The more interesting question to me, though, is whether the invocation of the "public morality" can constitutionally justify even the law at issue in the 1568 Montgomery Highway case. What, precisely, is the "public morality" that is being promoted by a law forbidding the sale of sex aids? It cannot be sufficient merely to invoke the "public morality" to sustain a law, because virtually every law can be said to promote the "public morality."

So, we should ask more precisely: Why does the sale of vibrators and dildos undermine the "public morality"? It is worth noting that sex aids have been commonplace throughout human history. In classical Greece, for example, the literature often described women playfully masturbating with the assistance of a device adapted to the purpose, which the Greeks called olisbos. In Herondas's The Two Friends, or Confidential Talk, two young women converse excitedly about these olisboi. At the end of the conversation, the girl without one hurries off to acquire such a "treasure" for herself. In Aristophanes' Lysistrata, the women grieve the loss of the special leather olisboi that used to be made to perfection by the women of Miletus. Greek vases depict the use of olisboi in every possible manner, position, and combination.

In what sense, then, is the sale of such devices an affront to "the public morality"? Do they cause "bad" behavior, such as adultery or fornication?
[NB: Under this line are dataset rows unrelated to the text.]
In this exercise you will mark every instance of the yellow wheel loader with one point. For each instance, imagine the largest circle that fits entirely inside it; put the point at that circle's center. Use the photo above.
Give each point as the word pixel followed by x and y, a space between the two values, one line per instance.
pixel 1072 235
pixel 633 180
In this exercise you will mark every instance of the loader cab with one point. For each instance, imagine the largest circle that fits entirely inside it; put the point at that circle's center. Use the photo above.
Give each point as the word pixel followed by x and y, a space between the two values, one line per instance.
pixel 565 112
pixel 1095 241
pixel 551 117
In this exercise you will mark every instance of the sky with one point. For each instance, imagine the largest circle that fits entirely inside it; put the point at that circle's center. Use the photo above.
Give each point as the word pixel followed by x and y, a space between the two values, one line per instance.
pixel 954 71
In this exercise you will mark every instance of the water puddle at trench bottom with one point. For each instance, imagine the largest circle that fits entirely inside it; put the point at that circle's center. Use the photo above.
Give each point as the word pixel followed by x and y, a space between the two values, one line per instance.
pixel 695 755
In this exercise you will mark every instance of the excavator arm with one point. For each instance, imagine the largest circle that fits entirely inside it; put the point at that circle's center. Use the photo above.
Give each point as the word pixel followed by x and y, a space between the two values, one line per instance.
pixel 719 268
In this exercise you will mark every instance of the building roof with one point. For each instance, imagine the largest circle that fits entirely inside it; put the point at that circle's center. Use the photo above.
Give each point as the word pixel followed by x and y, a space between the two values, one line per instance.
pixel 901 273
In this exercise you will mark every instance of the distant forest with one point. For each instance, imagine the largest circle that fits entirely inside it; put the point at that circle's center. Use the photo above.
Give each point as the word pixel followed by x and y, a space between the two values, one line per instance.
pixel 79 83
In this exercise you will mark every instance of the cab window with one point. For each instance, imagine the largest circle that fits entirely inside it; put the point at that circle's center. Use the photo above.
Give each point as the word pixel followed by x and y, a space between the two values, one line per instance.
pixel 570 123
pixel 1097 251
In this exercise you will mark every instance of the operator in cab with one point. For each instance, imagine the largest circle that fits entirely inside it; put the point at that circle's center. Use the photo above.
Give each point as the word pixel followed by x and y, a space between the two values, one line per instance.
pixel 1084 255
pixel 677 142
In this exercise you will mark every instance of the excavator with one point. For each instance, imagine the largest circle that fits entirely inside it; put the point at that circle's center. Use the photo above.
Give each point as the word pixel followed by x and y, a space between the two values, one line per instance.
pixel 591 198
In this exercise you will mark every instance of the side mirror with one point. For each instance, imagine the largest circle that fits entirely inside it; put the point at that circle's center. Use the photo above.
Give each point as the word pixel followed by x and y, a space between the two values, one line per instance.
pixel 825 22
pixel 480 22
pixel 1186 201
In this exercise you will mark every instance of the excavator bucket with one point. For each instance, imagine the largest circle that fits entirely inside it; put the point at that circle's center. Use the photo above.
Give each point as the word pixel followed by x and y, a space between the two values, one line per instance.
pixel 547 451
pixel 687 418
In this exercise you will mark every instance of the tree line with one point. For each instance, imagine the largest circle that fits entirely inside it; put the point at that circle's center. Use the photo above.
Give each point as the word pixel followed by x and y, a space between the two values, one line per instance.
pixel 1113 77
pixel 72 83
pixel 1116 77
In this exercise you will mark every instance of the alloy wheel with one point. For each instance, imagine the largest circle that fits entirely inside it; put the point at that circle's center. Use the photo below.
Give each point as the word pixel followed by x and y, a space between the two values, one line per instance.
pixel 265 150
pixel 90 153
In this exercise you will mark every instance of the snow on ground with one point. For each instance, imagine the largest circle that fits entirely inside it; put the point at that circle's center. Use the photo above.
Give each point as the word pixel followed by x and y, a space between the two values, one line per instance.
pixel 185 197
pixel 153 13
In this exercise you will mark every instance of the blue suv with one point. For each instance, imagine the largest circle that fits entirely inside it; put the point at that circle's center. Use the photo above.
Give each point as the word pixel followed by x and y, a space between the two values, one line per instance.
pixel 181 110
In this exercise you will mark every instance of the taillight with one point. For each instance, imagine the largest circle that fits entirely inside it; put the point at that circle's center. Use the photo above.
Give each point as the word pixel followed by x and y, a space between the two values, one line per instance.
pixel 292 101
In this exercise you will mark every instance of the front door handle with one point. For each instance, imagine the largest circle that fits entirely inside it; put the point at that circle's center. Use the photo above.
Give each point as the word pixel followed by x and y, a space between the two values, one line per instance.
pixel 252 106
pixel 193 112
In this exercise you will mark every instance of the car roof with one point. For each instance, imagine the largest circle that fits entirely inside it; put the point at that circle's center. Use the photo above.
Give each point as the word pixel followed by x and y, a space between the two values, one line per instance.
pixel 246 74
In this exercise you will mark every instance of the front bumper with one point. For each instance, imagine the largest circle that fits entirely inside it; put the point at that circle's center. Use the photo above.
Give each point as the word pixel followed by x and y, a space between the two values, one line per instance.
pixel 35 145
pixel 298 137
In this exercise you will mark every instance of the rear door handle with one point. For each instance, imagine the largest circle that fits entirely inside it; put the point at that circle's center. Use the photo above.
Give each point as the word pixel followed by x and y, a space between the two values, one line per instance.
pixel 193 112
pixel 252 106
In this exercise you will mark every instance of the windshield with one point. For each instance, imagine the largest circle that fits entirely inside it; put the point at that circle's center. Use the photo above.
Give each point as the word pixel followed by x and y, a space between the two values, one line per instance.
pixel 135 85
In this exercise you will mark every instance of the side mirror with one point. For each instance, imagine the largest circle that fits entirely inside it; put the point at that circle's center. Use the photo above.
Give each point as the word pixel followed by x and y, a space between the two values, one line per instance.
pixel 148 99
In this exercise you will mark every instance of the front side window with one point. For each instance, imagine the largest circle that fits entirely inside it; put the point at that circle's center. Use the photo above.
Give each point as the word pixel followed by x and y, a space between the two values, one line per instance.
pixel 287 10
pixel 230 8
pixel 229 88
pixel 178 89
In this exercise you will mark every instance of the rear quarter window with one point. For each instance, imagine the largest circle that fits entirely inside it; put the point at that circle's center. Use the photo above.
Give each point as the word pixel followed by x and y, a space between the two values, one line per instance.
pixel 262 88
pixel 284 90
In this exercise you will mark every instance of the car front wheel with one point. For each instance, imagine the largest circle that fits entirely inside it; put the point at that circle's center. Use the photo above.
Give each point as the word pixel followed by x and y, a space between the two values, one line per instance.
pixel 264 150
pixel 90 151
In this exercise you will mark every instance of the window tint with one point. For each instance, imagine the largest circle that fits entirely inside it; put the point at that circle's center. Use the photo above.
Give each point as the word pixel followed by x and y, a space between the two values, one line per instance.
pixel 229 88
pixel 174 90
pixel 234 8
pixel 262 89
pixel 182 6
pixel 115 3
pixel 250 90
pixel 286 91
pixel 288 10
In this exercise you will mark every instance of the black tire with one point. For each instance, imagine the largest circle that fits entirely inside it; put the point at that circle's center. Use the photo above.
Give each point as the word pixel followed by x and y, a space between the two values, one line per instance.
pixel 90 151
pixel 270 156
If anything, they would seem to cut in the opposite direction.

In any event, the invocation of "the public morality" is more basic than that. It asserts not that the use of these devices might cause bad behavior, but that their use is itself "immoral."

So, what is it about the use of a vibrator or a dildo that affronts the "public morality"? Why is a person who uses such a device "immoral"? The answer, I submit, turns entirely on religion. The pivotal shift from the world of the classical Greeks to our contemporary world, in this respect, was the advent of Christianity, with its emphasis on sexual pleasure as sinful.

Much of this can be traced to Augustine, who reasoned in the fifth century that sexual pleasure was integrally related to Adam's Fall from Grace. Adam's original sin, he argued, had not been one of pride or disobedience, but of sex. Thus, sexual pleasure was born out of evil, and man's best hope for redemption lay in repudiating the sexual impulse and, with it, the burden of guilt inherited from Adam. Sexual pleasure was therefore deemed defiling and shameful.

Of course, Christian doctrine has evolved in many ways since then, but it is this core attitude about sex that underlies the claim the sale of sex aids undermines the "public morality." Indeed, if we ask why the use of a sex aid is immoral, the only really plausible answer must be rooted in this set of religious beliefs.

Of course, people have a right to believe whatever their religion commands. If they wish not to use a sex aid, or to be celibate, that's their own business. But can this set of beliefs serve as a constitutionally permissible definition of the "public morality" in a nation dedicated to the separation of church and state?